L’escalation dei Paratore con l’aiuto del boss I legami degli imprenditori con Cosa nostra

Maxi-sequestro da cento milioni di euro per un esponente del clan Santapaola e Antonio Paratore e il figlio Carmelo, imprenditori impegnati nello smaltimento di rifiuti. L’operazione condotta dalla procura attraverso le unità specializzate della Direzione investigativa antimafia ha riguardato 14 società e sette immobili, compresi svariati rapporti finanziari. Il sequestro di oggi è scattato dopo gli esami degli investigatori sulla base delle intercettazioni ambientali e telefoniche e delle dichiarazioni dei collaboratori di giustizia Santo La Causa, Gaetano D’Aquino e Salvatore Viola. I Paratore erano già stati coinvolti nell’ambito dell’operazione Piramidi, partito nel 2012 in cui si è fatto luce sullo sversamento illegale di rifiuti pericolosi e sui profitti che i due avrebbero tratto in attraverso un sistema illecito. Sempre nell’indagine Piramidi era emerso come i Paratore fossero stati legati al boss dei Santapaola Maurizio Zuccaro, per il quale agivano da prestanome.

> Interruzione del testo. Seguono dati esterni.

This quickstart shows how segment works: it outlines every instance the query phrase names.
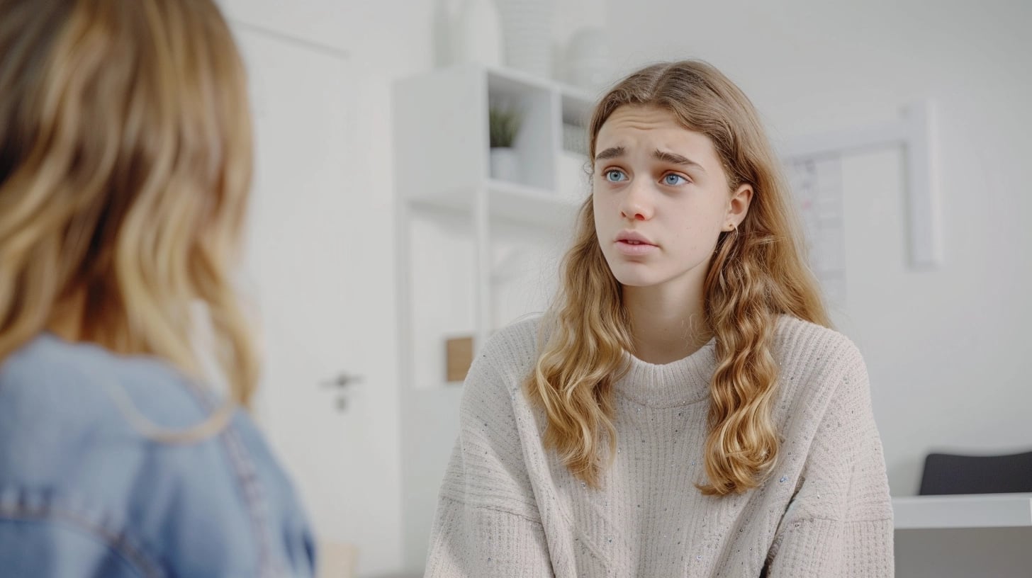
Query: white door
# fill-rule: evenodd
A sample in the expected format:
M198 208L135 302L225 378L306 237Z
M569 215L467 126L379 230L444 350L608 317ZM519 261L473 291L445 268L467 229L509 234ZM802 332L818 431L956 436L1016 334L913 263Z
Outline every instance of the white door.
M390 204L355 179L366 155L346 57L234 23L255 120L247 279L262 322L259 423L320 540L362 574L399 552ZM389 184L384 184L389 187ZM376 193L376 195L370 194ZM332 385L338 379L348 385Z

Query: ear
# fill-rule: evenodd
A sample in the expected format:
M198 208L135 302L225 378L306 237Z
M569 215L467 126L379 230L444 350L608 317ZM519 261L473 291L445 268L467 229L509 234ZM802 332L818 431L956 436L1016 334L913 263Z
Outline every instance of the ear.
M745 216L749 213L749 203L752 202L752 185L741 185L728 200L728 215L724 217L724 229L737 229Z

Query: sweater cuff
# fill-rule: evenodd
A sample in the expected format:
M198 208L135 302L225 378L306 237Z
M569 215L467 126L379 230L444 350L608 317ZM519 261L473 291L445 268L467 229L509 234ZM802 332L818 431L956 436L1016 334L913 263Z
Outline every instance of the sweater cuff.
M771 553L770 578L892 578L893 521L787 522Z

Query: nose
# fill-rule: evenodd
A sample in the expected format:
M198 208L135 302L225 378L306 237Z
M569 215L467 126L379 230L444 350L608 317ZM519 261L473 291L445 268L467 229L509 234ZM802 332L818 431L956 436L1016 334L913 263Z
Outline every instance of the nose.
M626 194L620 202L620 217L631 221L648 221L652 218L652 202L648 187L640 182L631 183L624 189Z

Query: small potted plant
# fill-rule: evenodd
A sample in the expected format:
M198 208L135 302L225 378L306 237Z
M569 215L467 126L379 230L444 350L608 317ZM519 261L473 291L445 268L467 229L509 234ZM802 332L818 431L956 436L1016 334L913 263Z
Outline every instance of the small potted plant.
M514 145L519 133L522 116L514 106L492 103L488 109L488 127L491 141L491 178L499 181L519 181L519 157Z

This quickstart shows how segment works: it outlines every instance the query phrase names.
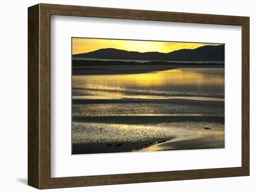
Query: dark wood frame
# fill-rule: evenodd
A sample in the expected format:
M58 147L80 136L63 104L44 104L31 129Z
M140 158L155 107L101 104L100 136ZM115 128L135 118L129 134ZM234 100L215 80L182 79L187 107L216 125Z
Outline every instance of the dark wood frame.
M242 26L242 167L51 178L50 16L84 16ZM249 18L40 4L28 8L28 179L38 189L247 176L249 154Z

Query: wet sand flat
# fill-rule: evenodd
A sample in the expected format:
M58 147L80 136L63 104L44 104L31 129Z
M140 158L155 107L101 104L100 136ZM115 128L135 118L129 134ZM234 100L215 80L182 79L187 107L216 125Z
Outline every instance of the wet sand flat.
M224 69L145 66L74 75L73 154L225 147Z

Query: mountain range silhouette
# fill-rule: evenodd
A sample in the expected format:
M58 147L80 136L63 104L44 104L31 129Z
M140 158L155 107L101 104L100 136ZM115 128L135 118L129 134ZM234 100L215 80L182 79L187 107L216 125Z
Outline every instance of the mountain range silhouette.
M205 45L194 49L181 49L168 53L140 52L115 48L101 49L73 55L73 58L86 58L117 60L174 61L224 61L224 45Z

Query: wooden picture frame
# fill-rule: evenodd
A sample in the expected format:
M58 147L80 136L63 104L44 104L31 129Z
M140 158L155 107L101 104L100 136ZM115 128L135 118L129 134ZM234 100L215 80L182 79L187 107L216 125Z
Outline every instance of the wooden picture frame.
M242 167L51 178L51 15L242 26ZM38 189L249 175L249 18L40 4L28 8L28 184Z

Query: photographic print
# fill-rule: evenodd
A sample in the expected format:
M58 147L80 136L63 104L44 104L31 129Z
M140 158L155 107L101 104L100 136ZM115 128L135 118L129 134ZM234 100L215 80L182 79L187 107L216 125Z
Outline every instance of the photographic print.
M72 154L224 148L224 44L72 38Z

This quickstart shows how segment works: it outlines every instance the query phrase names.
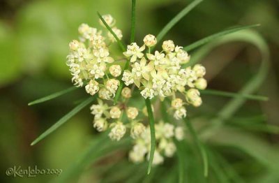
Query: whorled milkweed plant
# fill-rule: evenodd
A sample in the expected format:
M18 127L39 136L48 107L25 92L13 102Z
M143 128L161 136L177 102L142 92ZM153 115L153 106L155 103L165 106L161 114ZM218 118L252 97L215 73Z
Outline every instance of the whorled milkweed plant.
M146 32L142 40L135 42L135 0L133 0L130 43L128 45L121 41L122 31L116 27L116 20L111 15L102 16L98 13L100 27L98 29L82 24L78 28L78 39L69 44L70 53L66 61L75 87L29 104L54 98L77 88L84 89L89 98L31 145L95 101L90 107L93 115L93 126L98 131L107 131L106 134L112 140L119 141L126 136L130 136L133 145L128 152L129 159L137 163L145 159L149 161L149 173L152 165L163 163L165 157L174 156L179 148L179 141L185 138L185 125L188 126L201 152L206 176L207 154L190 122L185 120L187 108L202 104L201 94L266 98L206 89L206 68L202 64L191 62L188 52L219 36L257 25L227 29L186 47L175 45L172 40L161 43L168 31L202 1L195 0L186 6L158 36ZM110 50L112 44L117 44L123 54L117 55ZM119 57L121 59L116 59ZM128 102L138 95L141 96L140 100L145 101L144 107L139 108ZM166 105L169 105L167 110ZM155 120L154 113L164 110L165 117Z

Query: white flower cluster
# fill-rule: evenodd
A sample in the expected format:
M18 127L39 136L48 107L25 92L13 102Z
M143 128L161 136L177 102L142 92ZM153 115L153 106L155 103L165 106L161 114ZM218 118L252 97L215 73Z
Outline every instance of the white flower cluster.
M125 99L129 98L131 96L131 89L124 87L121 96ZM140 137L146 130L146 126L136 119L139 115L139 110L136 108L128 106L123 108L122 104L110 107L98 98L98 104L92 105L90 109L91 114L94 115L93 127L98 131L106 131L107 127L110 127L109 137L113 140L120 140L126 133L126 129L129 128L130 136L133 139ZM121 122L124 112L130 123Z
M160 164L164 161L164 156L172 157L176 150L174 138L182 140L184 138L183 127L174 127L169 123L160 122L155 125L156 140L158 146L154 153L153 165ZM149 126L135 140L135 145L129 152L129 159L134 163L142 162L149 158L150 153Z
M144 37L144 43L142 47L133 43L123 52L133 64L131 71L124 71L122 80L127 86L135 84L142 90L140 94L144 98L158 96L163 100L167 96L174 96L179 92L186 96L186 103L176 98L172 103L172 109L175 110L174 117L176 119L185 117L186 109L183 104L198 107L202 103L197 89L206 87L207 82L204 78L205 68L201 64L182 68L182 64L189 61L190 56L171 40L163 43L163 51L146 55L144 54L146 46L150 50L157 41L154 36L149 34Z
M115 20L110 15L103 17L110 26L115 24ZM112 30L119 39L122 38L121 30L115 27ZM85 82L85 90L88 94L94 95L100 91L102 98L110 99L114 96L119 81L109 79L107 74L110 73L112 77L118 77L121 73L119 65L107 68L108 64L114 62L114 59L110 56L108 44L114 42L115 39L110 33L105 37L101 31L86 24L81 24L78 31L80 41L74 40L70 43L70 54L67 56L66 64L70 67L72 80L77 87L82 87ZM103 84L100 83L102 82Z

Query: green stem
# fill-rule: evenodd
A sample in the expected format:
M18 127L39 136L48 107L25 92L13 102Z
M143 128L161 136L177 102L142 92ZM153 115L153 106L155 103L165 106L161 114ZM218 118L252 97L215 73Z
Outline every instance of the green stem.
M155 149L156 147L156 136L155 136L154 117L153 115L151 103L150 102L150 100L148 98L145 99L145 104L146 105L147 112L149 115L150 134L151 138L149 162L147 170L147 174L149 175L150 173L150 171L151 170L152 162L154 157L154 152L155 152Z
M132 18L131 18L131 32L130 42L135 41L135 0L132 0Z

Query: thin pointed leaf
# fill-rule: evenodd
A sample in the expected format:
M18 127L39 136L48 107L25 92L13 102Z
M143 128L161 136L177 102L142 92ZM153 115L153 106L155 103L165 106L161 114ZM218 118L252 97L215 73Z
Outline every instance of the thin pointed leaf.
M205 90L201 90L199 92L201 94L203 94L216 95L216 96L234 97L234 98L244 98L255 100L255 101L266 101L269 100L268 97L264 96L243 94L239 94L239 93L232 93L232 92L218 91L218 90L215 90L215 89L205 89Z
M40 142L41 140L45 138L46 136L50 135L51 133L56 130L60 126L66 122L67 122L70 117L74 116L75 114L77 114L78 112L80 112L82 109L83 109L85 106L89 105L90 103L93 102L96 99L96 96L90 96L87 99L86 99L84 101L83 101L82 103L80 105L77 105L75 108L73 108L70 112L66 114L65 116L63 116L62 118L61 118L56 123L55 123L54 125L52 125L50 129L46 130L44 133L43 133L40 136L38 136L36 139L35 139L34 141L31 144L31 145L34 145L38 142Z
M77 87L72 87L68 88L66 89L56 92L56 93L50 94L49 96L40 98L37 99L37 100L33 101L31 101L31 102L28 103L28 105L34 105L34 104L43 103L43 102L52 100L52 99L55 98L56 97L59 97L59 96L60 96L61 95L63 95L63 94L67 94L68 92L74 91L76 89L77 89Z
M155 136L155 126L154 126L154 117L153 116L153 112L151 108L151 103L149 99L145 99L145 105L147 108L147 113L149 119L149 126L150 126L150 134L151 138L151 149L150 149L150 156L149 162L147 170L147 174L150 173L152 167L153 159L154 157L155 149L156 147L156 136Z
M107 30L112 34L112 36L116 40L117 43L119 45L119 46L120 47L120 48L121 49L121 50L123 52L125 52L126 51L126 48L125 48L126 46L125 46L124 43L117 37L116 34L115 34L115 33L112 31L112 28L110 28L110 27L107 24L107 22L103 18L102 15L100 14L100 13L97 12L97 13L98 13L98 15L99 16L100 20L102 21L102 22L105 26L105 27L107 27Z
M201 153L202 161L204 163L204 177L207 177L208 173L209 173L209 163L208 163L208 159L207 159L207 154L206 152L205 151L205 149L200 142L199 138L197 137L197 133L195 131L194 128L192 126L191 122L189 120L185 120L187 127L189 129L190 133L191 133L191 136L194 138L195 142L196 143L197 147L199 149L199 152Z
M164 28L160 31L157 36L157 41L160 42L166 34L185 15L186 15L191 10L196 7L203 0L195 0L190 4L185 7L179 14L177 14Z
M135 41L135 0L132 0L132 17L131 17L131 32L130 42Z
M241 31L243 29L250 29L250 28L253 28L253 27L259 27L259 24L252 24L252 25L238 27L234 27L234 28L232 28L229 29L226 29L223 31L214 34L211 36L209 36L208 37L206 37L204 38L199 40L199 41L190 44L190 45L184 47L183 49L184 49L184 50L188 52L188 51L190 51L195 48L197 48L202 45L204 45L213 40L215 40L217 38L223 36L227 34L232 34L232 33L234 33L236 31Z

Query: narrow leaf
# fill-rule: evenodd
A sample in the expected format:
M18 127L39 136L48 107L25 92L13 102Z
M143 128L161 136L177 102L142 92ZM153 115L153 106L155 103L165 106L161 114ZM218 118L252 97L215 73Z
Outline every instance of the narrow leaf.
M200 152L201 156L202 156L202 161L204 163L204 177L207 177L208 173L209 173L209 163L208 163L206 152L205 151L205 149L204 149L203 145L199 140L197 133L195 132L194 128L193 127L191 122L189 120L188 120L188 121L186 120L186 123L187 127L189 129L190 133L191 133L191 136L193 136L193 138L195 140L195 142L196 143L197 147L199 149L199 152Z
M205 90L201 90L199 92L201 94L203 94L216 95L216 96L234 97L234 98L245 98L247 99L255 100L255 101L266 101L269 100L268 97L264 96L227 92L218 91L218 90L214 90L214 89L205 89Z
M40 98L39 99L37 99L36 101L31 101L31 102L28 103L28 105L34 105L34 104L43 103L43 102L50 101L51 99L53 99L53 98L55 98L56 97L59 97L59 96L60 96L61 95L66 94L67 94L67 93L68 93L70 92L74 91L76 89L77 89L77 87L70 87L68 89L66 89L56 92L56 93L52 94L51 95L49 95L49 96Z
M98 15L99 16L100 20L102 21L102 22L105 26L105 27L107 27L107 30L112 34L112 36L116 40L117 43L119 45L119 46L120 47L120 48L121 49L121 50L123 52L125 52L126 51L126 48L125 48L126 46L125 46L124 43L117 37L116 34L115 34L115 33L112 31L112 28L110 28L110 27L107 24L107 22L103 18L102 15L100 14L100 13L97 12L97 13L98 13Z
M185 15L186 15L191 10L196 7L203 0L195 0L190 4L185 7L179 14L177 14L164 28L160 31L157 36L157 41L160 42L166 34Z
M150 171L151 170L153 159L154 157L155 149L156 147L156 140L155 136L154 117L153 116L151 103L149 99L148 98L145 99L145 105L146 105L147 113L149 115L150 134L151 138L149 162L147 170L147 174L149 175L150 173Z
M229 34L232 34L236 31L239 31L243 29L250 29L250 28L252 28L252 27L259 27L259 24L252 24L252 25L248 25L248 26L243 26L243 27L234 27L232 29L226 29L223 31L219 32L219 33L216 33L214 34L211 36L209 36L208 37L206 37L204 38L202 38L201 40L199 40L192 44L190 44L190 45L186 46L184 47L184 50L188 52L190 51L195 48L197 48L202 45L204 45L213 40L215 40L216 38L218 38L218 37L221 37L225 35Z
M130 42L135 41L135 0L132 0L132 18L131 18L131 32Z
M61 118L56 123L55 123L54 125L52 125L50 129L46 130L44 133L43 133L40 136L38 136L36 139L35 139L34 141L31 144L31 145L34 145L36 143L38 143L39 141L45 138L46 136L50 135L50 133L52 133L56 129L57 129L60 126L66 122L68 121L70 117L74 116L75 114L77 114L78 112L80 112L82 109L83 109L85 106L89 105L90 103L93 102L96 99L96 96L90 96L87 99L86 99L84 101L83 101L82 103L80 105L77 105L75 108L73 108L70 112L66 114L65 116L63 116L62 118Z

Uno dei due imprenditori, da umile carpentiere, aveva allargato il suo raggio d’affari. Ed è stato proprio questo punto a insospettire gli inquirenti. I due imprenditori originari del Messinese, come riporta la procura, negli anni sono riusciti a «creare una vera e propria galassia di imprese, diversificando le attività di famiglia con società attive nei servizi di pulizia degli ospedali, nel settore immobiliare e nella gestione di uno stabilimento balneare sul litorale catanese». La vicinanza dei Paratore all’esponente dei Santapaola, secondo le investigazioni, emerge con certezza in occasione del battesimo della figlia del boss e in occasione di un matrimonio di un congiunto. Tale vicinanza, «conclamata dagli atti giudiziari», è stata ritenuta origine «dell’impressionante escalation imprenditoriale di padre e figlio» per far luce sul loro arricchimento così repentino. Le indagini patrimoniali coordinate dalla Direzione distrettuale antimafia etnea hanno consentito di appurare che l’ascesa imprenditoriale della citata famiglia ha avuto una «formidabile impennata intorno alla fine degli anni Novanta e che gli investimenti compiuti in quegli anni risultano caratterizzati da massicce immissioni di capitali non giustificate dalla capacità economico-finanziaria che a quel tempo gli imprenditori possedevano».